Repris par les théoriciens du nazisme avec l'efficacité meurtrière que l'on sait, ce texte nous renvoie en écho les débats actuels dans les médias et les assemblées sur la libéralisation de l'euthanasie. Les auteurs de ce texte ne sont pas des illuminés mais des universitaires

reconnus, l'un juriste, l'autre psychiatre. Pourquoi dès lors ont-ils déployé tant d'effort pour justifier l'euthanasie des malades mentaux, qu'ils caractérisaient comme des personnes "incapables d'un consentement libre et éclairé en raison même de leur handicap ?"

 

Il serait absurde de les juger sans tenir compte du milieu intellectuel et social dans lequel ils évoluaient au début du XXe siècle et du mouvement des idées parmi lesquelles on peut citer le darwinisme dominant, promouvant la lutte pour la vie et l'élimination des plus faibles, entraînant ainsi une réification de l'homme, réduit à une unité purement sociale coupée de toute transcendance.

 

Ainsi, pour les auteurs, il convient d'abord d'être utile au peuple.

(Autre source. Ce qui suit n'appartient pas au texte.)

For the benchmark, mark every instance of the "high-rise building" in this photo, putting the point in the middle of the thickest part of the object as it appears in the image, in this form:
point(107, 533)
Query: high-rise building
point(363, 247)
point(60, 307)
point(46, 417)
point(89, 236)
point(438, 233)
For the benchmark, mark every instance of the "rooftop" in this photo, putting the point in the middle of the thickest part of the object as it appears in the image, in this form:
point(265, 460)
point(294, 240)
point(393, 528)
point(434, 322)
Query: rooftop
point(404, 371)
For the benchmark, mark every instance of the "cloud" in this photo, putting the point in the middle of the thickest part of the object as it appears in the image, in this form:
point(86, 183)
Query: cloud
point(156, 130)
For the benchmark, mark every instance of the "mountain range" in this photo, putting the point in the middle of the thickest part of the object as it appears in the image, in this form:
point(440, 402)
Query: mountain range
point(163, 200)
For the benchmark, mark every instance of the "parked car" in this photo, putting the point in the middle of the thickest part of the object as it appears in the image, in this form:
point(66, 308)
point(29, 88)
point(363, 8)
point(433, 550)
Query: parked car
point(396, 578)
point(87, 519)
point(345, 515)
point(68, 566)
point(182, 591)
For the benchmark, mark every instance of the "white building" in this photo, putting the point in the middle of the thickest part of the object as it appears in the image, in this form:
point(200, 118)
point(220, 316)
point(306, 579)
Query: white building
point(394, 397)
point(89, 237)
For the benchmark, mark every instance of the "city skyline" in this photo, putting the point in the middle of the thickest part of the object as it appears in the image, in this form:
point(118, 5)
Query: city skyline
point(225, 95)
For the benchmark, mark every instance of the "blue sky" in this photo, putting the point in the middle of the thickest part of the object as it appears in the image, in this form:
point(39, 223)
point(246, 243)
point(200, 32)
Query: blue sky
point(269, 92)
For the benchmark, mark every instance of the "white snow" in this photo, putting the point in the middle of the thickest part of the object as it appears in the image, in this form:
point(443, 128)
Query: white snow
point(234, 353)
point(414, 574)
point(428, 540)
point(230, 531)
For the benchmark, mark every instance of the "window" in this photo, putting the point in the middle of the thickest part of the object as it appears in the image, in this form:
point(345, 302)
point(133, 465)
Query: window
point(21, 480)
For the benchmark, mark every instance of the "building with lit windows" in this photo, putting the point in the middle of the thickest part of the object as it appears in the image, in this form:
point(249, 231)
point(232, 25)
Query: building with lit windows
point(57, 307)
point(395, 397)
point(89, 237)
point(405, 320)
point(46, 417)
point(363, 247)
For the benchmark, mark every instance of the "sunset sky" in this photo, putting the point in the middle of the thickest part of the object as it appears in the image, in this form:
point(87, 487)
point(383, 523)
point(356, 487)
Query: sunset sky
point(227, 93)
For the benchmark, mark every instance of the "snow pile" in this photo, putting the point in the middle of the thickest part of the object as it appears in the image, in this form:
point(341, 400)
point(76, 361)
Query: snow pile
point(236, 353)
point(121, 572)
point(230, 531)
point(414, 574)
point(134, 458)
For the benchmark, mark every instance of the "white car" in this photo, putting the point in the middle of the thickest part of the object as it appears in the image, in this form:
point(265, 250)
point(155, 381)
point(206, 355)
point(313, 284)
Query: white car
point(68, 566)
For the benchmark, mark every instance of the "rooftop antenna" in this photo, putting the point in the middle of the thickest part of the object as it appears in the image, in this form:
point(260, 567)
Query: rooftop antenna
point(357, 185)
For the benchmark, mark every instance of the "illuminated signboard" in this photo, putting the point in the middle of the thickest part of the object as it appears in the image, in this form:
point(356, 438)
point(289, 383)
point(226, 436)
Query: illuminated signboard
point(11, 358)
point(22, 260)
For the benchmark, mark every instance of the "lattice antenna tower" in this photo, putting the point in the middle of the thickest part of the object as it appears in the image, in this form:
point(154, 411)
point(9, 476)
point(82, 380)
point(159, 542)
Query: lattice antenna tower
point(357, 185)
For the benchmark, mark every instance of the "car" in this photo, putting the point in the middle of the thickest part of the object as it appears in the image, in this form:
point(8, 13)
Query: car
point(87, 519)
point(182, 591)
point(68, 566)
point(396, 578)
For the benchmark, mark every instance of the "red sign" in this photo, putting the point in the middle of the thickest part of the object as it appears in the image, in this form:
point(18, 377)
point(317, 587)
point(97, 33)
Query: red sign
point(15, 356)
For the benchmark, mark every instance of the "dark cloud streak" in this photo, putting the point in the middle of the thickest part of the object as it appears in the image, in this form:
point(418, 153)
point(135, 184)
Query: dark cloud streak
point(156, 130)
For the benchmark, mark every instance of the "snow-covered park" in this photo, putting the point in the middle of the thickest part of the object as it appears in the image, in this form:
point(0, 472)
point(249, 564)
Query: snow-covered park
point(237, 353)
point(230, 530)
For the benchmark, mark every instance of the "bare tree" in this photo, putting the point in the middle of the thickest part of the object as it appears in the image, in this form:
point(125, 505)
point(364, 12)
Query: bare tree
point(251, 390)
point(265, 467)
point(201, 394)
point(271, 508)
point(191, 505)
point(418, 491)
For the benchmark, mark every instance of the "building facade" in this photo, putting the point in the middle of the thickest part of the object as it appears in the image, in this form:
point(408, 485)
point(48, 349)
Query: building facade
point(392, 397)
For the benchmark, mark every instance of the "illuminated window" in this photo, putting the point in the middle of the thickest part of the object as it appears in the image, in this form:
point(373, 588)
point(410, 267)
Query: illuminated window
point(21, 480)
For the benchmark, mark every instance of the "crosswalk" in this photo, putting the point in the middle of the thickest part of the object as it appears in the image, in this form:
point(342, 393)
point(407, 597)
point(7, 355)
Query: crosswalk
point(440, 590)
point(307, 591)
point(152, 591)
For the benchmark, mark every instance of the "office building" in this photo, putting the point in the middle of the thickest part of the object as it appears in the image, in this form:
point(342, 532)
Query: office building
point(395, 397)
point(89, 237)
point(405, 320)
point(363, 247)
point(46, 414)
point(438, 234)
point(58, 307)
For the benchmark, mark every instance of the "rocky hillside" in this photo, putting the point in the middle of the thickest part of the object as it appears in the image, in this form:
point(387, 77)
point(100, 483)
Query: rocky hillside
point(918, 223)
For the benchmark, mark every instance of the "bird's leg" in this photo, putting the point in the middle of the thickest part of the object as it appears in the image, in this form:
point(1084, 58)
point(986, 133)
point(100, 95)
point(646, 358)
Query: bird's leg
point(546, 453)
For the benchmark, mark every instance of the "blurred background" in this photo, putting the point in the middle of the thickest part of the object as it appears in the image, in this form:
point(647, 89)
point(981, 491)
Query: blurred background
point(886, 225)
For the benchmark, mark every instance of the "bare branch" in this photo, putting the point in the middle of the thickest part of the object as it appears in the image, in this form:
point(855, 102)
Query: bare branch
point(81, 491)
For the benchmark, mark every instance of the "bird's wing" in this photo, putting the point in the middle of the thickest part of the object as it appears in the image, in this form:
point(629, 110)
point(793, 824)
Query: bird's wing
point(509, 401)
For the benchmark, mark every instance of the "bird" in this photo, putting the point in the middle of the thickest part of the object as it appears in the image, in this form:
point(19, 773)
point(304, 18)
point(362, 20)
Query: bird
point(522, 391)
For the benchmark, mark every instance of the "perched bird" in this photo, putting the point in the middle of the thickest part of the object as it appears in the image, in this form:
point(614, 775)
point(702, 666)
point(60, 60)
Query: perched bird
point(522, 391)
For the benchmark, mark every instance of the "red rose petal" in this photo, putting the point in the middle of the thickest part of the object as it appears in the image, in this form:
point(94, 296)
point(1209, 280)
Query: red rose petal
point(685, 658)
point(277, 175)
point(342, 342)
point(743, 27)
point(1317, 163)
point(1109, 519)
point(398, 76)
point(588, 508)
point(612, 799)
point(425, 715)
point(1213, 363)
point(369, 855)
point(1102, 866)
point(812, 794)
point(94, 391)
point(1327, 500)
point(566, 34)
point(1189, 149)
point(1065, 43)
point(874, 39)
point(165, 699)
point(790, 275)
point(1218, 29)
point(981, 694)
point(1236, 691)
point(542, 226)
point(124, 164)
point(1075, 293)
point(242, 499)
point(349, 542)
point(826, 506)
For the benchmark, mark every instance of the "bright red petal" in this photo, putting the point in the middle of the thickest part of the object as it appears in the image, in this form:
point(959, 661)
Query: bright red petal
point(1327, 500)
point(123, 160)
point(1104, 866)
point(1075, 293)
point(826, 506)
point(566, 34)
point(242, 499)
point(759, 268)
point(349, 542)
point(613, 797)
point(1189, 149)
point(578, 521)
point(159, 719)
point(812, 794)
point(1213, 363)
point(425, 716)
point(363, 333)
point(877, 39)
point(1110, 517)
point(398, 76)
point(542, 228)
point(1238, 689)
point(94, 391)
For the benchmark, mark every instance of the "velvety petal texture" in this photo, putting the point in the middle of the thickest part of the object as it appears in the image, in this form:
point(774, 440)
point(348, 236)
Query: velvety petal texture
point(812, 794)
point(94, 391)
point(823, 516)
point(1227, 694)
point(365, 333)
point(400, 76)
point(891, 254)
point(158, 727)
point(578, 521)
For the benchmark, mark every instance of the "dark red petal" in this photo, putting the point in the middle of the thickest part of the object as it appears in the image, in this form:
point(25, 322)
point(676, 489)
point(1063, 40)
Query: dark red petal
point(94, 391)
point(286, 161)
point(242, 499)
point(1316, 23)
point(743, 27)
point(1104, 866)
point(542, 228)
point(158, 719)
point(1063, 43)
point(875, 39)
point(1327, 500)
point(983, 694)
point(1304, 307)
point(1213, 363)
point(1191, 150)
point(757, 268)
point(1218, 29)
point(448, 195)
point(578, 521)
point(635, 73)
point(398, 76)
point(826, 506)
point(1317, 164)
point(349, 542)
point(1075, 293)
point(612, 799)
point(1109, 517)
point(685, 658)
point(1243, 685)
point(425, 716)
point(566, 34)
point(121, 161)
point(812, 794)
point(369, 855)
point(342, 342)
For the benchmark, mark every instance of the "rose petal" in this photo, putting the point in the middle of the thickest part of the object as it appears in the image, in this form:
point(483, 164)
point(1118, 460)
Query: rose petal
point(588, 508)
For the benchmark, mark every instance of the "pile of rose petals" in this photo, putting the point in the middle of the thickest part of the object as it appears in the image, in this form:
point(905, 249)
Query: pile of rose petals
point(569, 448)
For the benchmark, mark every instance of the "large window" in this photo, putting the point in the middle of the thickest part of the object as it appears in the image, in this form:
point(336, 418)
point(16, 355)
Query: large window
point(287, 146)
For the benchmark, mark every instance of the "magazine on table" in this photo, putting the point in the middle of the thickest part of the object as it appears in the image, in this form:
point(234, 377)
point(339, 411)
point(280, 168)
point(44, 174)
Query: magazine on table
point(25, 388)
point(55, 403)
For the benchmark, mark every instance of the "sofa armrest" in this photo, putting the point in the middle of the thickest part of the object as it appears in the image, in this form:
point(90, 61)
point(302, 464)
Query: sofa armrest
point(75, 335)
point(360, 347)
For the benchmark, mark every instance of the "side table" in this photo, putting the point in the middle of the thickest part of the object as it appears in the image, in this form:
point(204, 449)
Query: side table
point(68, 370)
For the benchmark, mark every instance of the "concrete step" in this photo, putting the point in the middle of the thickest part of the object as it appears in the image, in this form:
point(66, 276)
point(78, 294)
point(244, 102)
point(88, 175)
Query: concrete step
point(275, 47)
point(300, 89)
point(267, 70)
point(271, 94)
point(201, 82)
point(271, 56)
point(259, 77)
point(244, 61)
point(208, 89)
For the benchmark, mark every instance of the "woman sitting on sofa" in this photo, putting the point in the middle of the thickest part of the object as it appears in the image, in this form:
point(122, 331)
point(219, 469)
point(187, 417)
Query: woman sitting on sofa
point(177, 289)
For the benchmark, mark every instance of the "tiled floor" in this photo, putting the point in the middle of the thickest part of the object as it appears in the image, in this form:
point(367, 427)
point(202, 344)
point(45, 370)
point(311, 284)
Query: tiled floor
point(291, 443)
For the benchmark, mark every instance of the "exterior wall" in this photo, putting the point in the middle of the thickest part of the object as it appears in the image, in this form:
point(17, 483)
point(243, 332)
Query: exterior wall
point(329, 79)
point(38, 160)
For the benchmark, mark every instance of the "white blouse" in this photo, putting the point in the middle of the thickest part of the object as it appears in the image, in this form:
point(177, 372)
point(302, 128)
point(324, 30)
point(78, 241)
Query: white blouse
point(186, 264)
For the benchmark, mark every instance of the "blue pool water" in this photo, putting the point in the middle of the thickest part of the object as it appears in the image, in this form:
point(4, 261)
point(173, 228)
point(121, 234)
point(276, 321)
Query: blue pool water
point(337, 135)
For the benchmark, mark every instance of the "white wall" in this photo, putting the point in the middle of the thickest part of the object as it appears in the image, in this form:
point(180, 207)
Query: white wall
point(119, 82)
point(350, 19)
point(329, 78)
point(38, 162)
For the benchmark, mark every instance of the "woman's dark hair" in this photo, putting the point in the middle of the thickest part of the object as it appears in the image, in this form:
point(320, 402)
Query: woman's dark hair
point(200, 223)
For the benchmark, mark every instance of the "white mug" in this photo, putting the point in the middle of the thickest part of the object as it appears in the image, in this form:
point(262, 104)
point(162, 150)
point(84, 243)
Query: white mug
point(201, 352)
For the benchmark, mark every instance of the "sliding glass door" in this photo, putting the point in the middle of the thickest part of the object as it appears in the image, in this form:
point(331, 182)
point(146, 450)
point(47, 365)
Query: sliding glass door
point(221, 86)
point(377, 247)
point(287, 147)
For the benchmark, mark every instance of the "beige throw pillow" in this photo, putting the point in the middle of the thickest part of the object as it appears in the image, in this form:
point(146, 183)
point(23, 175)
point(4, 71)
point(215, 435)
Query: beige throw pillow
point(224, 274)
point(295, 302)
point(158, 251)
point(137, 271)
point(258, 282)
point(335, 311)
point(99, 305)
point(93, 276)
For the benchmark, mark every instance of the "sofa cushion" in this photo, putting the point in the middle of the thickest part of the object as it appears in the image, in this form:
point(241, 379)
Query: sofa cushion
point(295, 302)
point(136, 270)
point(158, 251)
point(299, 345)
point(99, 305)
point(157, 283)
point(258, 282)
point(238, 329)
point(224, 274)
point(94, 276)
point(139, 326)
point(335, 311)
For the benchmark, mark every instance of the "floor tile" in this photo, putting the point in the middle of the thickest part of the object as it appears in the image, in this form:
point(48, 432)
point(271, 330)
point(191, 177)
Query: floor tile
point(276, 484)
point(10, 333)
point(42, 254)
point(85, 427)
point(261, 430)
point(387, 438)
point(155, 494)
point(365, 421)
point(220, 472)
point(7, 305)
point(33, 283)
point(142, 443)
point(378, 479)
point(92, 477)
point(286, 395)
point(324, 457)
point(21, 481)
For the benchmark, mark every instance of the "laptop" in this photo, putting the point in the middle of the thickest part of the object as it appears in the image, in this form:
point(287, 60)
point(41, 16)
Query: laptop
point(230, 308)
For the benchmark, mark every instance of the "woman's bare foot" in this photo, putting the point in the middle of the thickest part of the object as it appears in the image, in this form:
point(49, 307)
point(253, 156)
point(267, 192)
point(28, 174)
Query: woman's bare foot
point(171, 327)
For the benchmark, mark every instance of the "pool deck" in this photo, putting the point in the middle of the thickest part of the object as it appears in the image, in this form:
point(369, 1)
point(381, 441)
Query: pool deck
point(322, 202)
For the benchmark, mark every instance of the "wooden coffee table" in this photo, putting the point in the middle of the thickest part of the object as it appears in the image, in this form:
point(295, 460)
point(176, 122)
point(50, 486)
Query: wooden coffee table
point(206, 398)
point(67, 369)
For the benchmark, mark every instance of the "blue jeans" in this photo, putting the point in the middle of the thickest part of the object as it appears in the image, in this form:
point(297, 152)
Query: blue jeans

La nation passe avant le citoyen et a fortiori la personne. Le médecin est le garant des critères d'utilité et in fine de la "qualité" du peuple. La légitimation de l'euthanasie des êtres improductifs est fondée sur le postulat que pour être un homme à part entière, il faut être efficace et productif. La relativisation de l'humain induit que l'homme cesse d'être une fin en soi, il devient un simple moyen pour réaliser le "bien commun" ou ce qu'on imagine tel. La dignité de l'homme, intrinsèquement liée à sa personne, s'efface devant l'efficacité sociale.

 

Le lecteur appréciera que les handicapés, dans cette froide logique absurde, soient retranchés de l'humanité et qualifiés de "coquille humaines vides"! Au final, l'être humain n'a de réalité qu'en vertu de son potentiel d'efficacité sociale. En transposant, nous pourrions parler de "projet parental" pour qualifier, par exemple, les embryons qui pourront vivre, et de "matériau cellulaire" pour les autres.

 

Là où les idées de Binding et Hoche nous frappent, c'est que le postulat général de cet écrit est empreint d'une grande générosité, disons sincérité et sollicitude, apparaissant comme protégeant les faibles. Sur l'euthanasie, nous retrouvons exactement les mêmes termes que dans le débat contemporain. On se veut défenseur de celui qui ne peut plus s'exprimer et le "délivrer" de ses souffrances par pure compassion. Tous les autres arguments trouvent toujours des oreilles ouvertes aujourd'hui : autonomie de la personne, liberté, dignité. Ne manque finalement que l'amélioration de la qualité de l'espèce, disqualifiée par l'Histoire.

 

La question posée jadis comme maintenant est la même : la meilleure façon d'aider quelqu'un à mourir dans la dignité consiste-t-elle à lui donner la mort ? On peut arguer que la société allemande des années vingt était largement atteinte par ces idées dont nous sommes protégées aujourd'hui par des comités d'éthiques divers et variés. Or, justement, dans l'argumentation de Binding et Hoche, les médecins se voient couverts par un Comité de Libéralisation, ancêtre de nos comités d'éthique ! Ces idées mortifères ont au contraire ouvert directement la voie à la nazification des esprits, bien avant la venue des nazis au pouvoir. Ces derniers n'eurent plus qu'à reprendre les options majoritaires exprimées lors des grands débats de société de l'époque. Cela devrait nous amener à être vigilant pour notre époque "éclairée" dans laquelle pourtant de réels points de "nazification lente" enkystent profondément mais sûrement les esprits.

 

Les auteurs de cette exhumation "littéraire", Michel Schooyans et Klaudia Schanck, mettent très précisément en lumière le débat actuel sur l'euthanasie en le comparant à celui qui eut lieu dans l'Allemagne des années 20. L'analyse du texte porte sur les notions de droit à la liberté, droit à la dignité, droit à la médecine. Le mimétisme des idées, ce reflet quasi parfait, ne peut nous empêcher de nous poser la question : les mêmes causes vont-elles provoquer les mêmes effets ? Cette perspective affolante a une saveur particulièrement pénible.